The design of RavenDB 4.0Making Lucene reliable
I don’t like Lucene. It is an external dependency that works in somewhat funny ways, and the version we use is a relatively old one that has been mostly ported as-is from Java. This leads to some design decisions that are questionable (for example, using exceptions for control flow in parsing queries), or just awkward (by default, an error in merging segments will kill your entire process). Getting Lucene to run properly in production takes quite a bit of work and effort. So I don’t like Lucene.
We have spiked various alternatives to Lucene multiple times, but it is a hard problem, and most solutions that we look at lead toward pretty much the same approach that Lucene does it.By now, we have been working with Lucene for over eight years, so we have gotten good in managing it, but there are still quite a bit of code in RavenDB that is decided to managing Lucene’s state, figuring out how to recover in case of errors, etc.
Just off the top of my head, we have code to recover from aborted indexing, background processes that takes regular backups of the indexes, so we’ll be able to restore them in the case of an error, etc.

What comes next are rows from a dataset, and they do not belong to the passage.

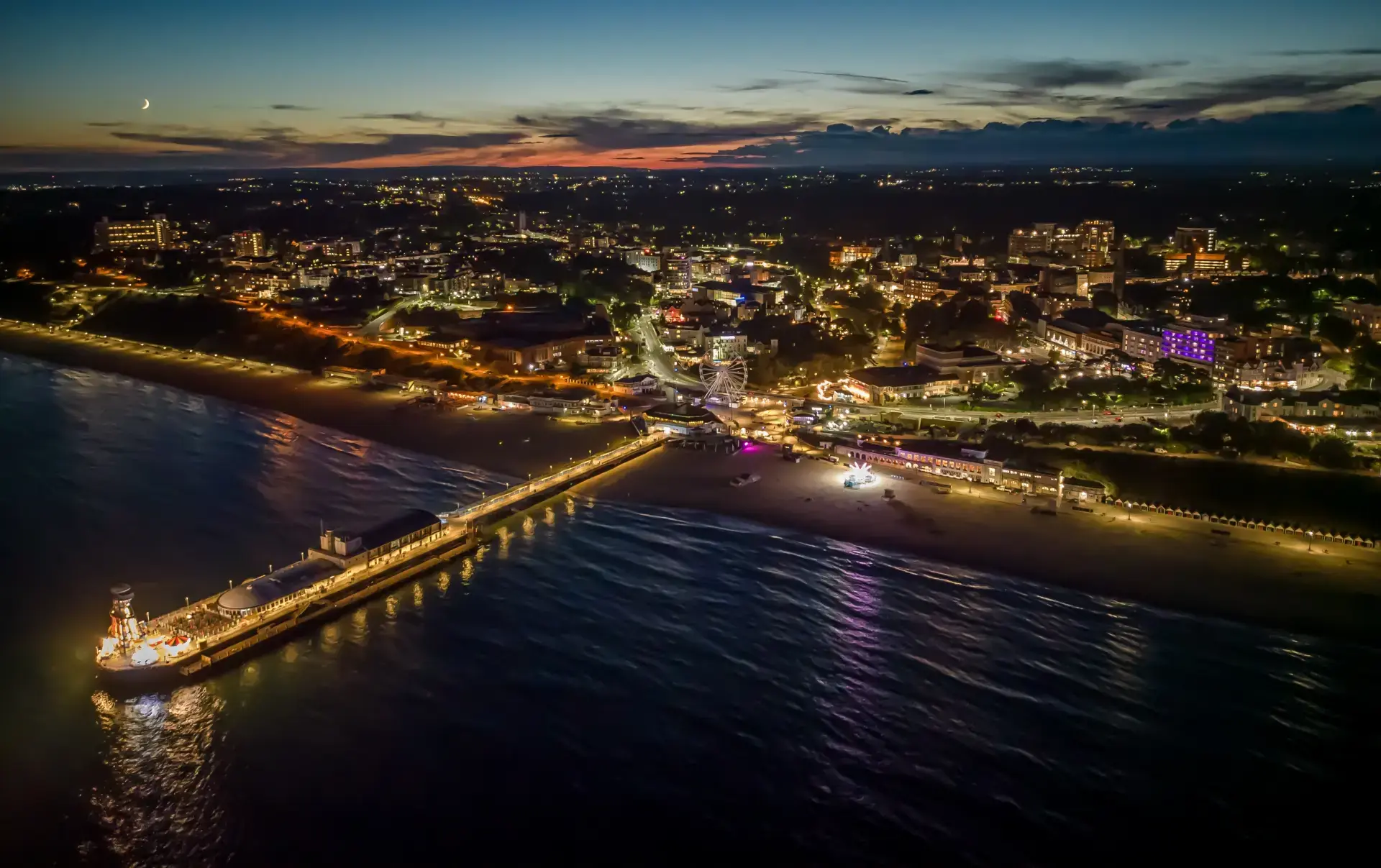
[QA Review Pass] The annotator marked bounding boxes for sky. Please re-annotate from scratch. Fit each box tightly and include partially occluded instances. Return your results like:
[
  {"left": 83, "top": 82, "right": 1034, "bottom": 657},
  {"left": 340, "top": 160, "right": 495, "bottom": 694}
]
[{"left": 0, "top": 0, "right": 1381, "bottom": 171}]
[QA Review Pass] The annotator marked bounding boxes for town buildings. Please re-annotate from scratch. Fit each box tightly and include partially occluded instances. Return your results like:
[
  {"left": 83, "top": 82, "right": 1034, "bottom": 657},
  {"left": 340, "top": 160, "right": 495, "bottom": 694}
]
[
  {"left": 916, "top": 344, "right": 1011, "bottom": 383},
  {"left": 834, "top": 440, "right": 1066, "bottom": 500},
  {"left": 844, "top": 365, "right": 960, "bottom": 404},
  {"left": 1222, "top": 389, "right": 1381, "bottom": 424},
  {"left": 95, "top": 214, "right": 177, "bottom": 252},
  {"left": 231, "top": 229, "right": 268, "bottom": 258}
]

At some point we had a lab of machines that were dedicated to testing that our code was able to manage Lucene properly in the presence of hard resets. We got it working, eventually, but it was hard. And we still get issues from users that into trouble because Lucene can tie itself into knots (for example, a disk full error midway through indexing can corrupt your index and require us to reset it). And that is leaving aside the joy of I/O re-ordering does to you when you need to ensure reliability.
So the problem isn’t with Lucene itself, the problem is that it isn’t reliable. That led us to the Lucene persistence format. While Lucene persistent mode is technically pluggable, in practice, this isn’t really possible. The file format and the way it works are very closely tied to the idea of files. Actually, the idea of process data as a stream of bytes. At some point, we thought that it would be good to implement a Transactional NTFS Lucene Directory, but that idea isn’t really viable, since that is going away.
It was at this point that we realized that we were barking at the entirely wrong tree. We already have the technology in place to make Lucene reliable: Voron!
Voron is a low level storage engine that offers ACID transactions. All we need to do is develop VoronLuceneDirectory, and that should handle the reliability part of the equation. There are a couple of details that needs to be handled, in particular, Voron needs to know, upfront, how much data you want to write, and a single value in Voron is limited to 2GB. But that is fairly easily done. We write to a temporary file from Lucene, until it tells us to commit. At which point we can write it to Voron directly (potentially breaking it to multiple values if needed).
Voila, we have got ourselves a reliable mechanism for storing Lucene’s data. And we can do all of that in a single atomic transaction.
When reading the data, we can skip all of the hard work and file I/O and serve it directly from Voron’s memory map. And having everything inside a single Voron file means that we can skip doing things like the compound file format Lucene is using, and chose a more optimal approach.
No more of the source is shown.